American and Saudi Arabian officials on Thursday said they were asking the United Nations to add four branches of an Islamic charity to the UN list of groups whose assets are to be blocked as part of the war on Osama bin Laden's Al Qaeda network.
"By working together to take action today and calling on the United Nations to do the same, our two countries send a clear message: those who hide intentions of terror behind a veil of benevolence and charity will not escape justice from the international community," said US Treasury Secretary John Snow in a prepared statement.

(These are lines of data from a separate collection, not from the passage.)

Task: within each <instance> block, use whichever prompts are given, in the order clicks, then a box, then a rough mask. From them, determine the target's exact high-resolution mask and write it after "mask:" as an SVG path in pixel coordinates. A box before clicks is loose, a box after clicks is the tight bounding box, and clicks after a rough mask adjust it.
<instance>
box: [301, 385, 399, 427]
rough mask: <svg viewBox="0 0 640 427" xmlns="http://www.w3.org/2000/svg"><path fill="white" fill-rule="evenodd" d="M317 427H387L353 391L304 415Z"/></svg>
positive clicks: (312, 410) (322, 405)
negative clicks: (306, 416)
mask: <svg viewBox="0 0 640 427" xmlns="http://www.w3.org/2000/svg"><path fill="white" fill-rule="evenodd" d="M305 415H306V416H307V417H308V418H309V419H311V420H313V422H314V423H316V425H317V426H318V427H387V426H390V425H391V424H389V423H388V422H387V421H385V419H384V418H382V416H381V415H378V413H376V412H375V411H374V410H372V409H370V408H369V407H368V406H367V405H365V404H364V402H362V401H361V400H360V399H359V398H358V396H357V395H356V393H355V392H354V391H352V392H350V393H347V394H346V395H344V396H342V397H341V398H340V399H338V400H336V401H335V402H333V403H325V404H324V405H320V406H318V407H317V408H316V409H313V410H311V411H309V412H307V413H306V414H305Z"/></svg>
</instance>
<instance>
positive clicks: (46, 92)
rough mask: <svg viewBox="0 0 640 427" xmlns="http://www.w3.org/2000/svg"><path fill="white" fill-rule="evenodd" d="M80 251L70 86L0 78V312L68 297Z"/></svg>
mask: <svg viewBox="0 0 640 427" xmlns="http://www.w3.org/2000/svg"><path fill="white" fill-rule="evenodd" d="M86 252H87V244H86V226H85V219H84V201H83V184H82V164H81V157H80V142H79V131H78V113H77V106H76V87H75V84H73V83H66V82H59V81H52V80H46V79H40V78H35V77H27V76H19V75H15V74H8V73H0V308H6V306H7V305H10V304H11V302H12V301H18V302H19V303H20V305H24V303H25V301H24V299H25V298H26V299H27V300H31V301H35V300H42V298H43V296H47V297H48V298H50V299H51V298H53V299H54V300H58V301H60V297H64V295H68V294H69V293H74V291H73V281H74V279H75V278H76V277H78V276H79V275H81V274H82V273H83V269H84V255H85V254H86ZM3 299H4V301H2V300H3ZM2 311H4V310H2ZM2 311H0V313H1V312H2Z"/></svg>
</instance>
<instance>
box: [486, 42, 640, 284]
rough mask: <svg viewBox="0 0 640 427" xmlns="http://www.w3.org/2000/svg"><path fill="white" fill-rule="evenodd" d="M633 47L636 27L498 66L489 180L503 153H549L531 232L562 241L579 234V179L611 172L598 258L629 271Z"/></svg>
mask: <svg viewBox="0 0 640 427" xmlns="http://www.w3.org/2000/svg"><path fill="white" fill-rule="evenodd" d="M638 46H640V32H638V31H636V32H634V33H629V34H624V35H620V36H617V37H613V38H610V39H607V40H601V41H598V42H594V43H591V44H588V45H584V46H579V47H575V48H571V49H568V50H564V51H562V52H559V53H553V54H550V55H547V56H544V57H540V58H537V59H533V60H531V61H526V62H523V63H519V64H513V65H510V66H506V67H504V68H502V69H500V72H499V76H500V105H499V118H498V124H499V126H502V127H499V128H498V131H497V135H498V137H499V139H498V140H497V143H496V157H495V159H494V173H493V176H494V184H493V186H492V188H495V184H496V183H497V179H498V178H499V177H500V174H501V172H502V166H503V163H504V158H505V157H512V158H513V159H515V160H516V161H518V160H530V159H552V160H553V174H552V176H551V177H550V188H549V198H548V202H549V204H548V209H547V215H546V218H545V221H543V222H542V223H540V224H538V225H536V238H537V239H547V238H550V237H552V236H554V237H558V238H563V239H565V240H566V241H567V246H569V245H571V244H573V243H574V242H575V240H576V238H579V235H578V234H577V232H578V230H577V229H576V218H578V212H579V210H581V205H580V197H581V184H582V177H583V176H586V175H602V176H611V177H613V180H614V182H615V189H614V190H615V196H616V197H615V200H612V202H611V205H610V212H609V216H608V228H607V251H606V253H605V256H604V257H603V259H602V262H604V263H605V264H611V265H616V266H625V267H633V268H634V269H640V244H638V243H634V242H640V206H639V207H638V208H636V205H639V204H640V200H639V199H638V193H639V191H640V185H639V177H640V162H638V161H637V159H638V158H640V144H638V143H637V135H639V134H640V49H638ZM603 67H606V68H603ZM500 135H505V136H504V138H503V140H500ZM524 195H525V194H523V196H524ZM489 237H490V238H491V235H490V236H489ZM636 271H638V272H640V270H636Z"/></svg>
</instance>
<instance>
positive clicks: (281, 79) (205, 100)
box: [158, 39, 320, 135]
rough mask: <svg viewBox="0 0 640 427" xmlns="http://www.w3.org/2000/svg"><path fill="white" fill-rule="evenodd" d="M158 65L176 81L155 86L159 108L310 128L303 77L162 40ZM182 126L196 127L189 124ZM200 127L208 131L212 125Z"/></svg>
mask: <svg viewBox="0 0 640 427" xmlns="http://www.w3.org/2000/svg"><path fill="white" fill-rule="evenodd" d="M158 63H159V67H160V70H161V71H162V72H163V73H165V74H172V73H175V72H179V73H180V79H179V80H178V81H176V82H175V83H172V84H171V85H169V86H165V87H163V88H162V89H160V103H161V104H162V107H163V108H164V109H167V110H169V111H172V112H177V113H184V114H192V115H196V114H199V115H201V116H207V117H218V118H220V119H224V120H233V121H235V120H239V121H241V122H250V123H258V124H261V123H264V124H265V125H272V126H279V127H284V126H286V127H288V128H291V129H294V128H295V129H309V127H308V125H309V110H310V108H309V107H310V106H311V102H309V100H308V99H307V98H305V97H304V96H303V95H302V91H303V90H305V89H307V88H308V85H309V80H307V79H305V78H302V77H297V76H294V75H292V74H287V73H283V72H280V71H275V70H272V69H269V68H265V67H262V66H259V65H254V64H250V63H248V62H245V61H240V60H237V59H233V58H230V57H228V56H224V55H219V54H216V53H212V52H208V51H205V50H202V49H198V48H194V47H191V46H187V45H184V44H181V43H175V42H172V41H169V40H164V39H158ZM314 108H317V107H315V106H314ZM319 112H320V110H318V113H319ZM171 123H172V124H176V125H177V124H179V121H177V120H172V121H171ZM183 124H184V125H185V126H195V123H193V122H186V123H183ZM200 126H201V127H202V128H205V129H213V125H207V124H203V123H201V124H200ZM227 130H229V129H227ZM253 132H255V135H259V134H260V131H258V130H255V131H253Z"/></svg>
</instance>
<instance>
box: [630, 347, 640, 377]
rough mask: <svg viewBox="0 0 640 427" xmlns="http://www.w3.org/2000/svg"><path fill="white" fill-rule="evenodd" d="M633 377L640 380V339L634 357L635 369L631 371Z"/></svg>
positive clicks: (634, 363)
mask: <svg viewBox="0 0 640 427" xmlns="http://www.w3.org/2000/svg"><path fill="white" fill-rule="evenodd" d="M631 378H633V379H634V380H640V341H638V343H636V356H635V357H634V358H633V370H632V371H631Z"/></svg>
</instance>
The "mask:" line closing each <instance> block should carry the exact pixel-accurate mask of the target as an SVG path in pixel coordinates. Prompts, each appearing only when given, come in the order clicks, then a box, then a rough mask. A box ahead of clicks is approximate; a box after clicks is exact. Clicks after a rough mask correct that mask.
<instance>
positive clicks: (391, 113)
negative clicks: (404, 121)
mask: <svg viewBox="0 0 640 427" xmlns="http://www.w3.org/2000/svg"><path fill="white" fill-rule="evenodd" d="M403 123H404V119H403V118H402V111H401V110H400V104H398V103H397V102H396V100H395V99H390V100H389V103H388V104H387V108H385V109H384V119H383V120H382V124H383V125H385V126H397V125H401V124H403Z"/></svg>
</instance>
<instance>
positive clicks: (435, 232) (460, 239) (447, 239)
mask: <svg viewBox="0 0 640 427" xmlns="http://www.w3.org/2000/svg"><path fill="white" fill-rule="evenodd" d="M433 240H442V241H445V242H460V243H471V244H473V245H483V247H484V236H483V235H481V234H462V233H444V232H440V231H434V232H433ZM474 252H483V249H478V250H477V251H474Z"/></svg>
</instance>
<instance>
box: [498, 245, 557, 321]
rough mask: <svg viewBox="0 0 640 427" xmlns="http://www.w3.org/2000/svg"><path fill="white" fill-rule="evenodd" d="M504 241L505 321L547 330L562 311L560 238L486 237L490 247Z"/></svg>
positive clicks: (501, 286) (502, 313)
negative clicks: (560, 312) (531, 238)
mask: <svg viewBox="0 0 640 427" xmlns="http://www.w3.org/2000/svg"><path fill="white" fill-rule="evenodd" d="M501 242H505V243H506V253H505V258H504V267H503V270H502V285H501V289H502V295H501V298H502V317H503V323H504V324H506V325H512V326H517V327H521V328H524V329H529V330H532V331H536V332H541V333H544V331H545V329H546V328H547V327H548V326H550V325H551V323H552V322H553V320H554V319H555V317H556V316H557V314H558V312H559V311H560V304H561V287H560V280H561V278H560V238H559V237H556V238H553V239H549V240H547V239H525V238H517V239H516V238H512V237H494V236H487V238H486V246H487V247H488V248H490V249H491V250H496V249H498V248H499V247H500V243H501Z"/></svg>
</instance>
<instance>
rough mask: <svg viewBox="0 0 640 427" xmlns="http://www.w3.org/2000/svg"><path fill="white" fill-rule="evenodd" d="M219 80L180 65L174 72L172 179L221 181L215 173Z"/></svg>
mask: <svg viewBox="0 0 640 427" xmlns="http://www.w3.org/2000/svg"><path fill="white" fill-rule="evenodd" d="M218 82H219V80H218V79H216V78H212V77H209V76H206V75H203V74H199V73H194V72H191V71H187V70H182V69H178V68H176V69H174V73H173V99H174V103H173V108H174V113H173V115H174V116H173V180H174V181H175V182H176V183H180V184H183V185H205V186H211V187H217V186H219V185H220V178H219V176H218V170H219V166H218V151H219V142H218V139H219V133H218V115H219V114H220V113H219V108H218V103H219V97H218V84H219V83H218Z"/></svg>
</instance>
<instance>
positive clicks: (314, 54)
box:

By adding branches of the Saudi charity Al-Haramain Islamic Foundation in Indonesia, Kenya, Tanzania and Pakistan to the US blocking list, American banks are required to check their records and freeze any assets they find belonging to those offices. Calling for the offices to be added to the UN list is meant to trigger a similar search globally.
The Saudi government ordered Al-Haramain to close all of its overseas branch offices in 2003, the US Treasury said, but "continued monitoring by the United States and Saudi Arabia" showed the offices or their officials either continued to operate or had made plans to get around the move.
Thursday's action was not the first time an Al-Haramain office has been on the US blacklist. In March 2002, the United States added Al-Haramain offices in Somalia and Bosnia-Herzegovina to its terror finance blacklist.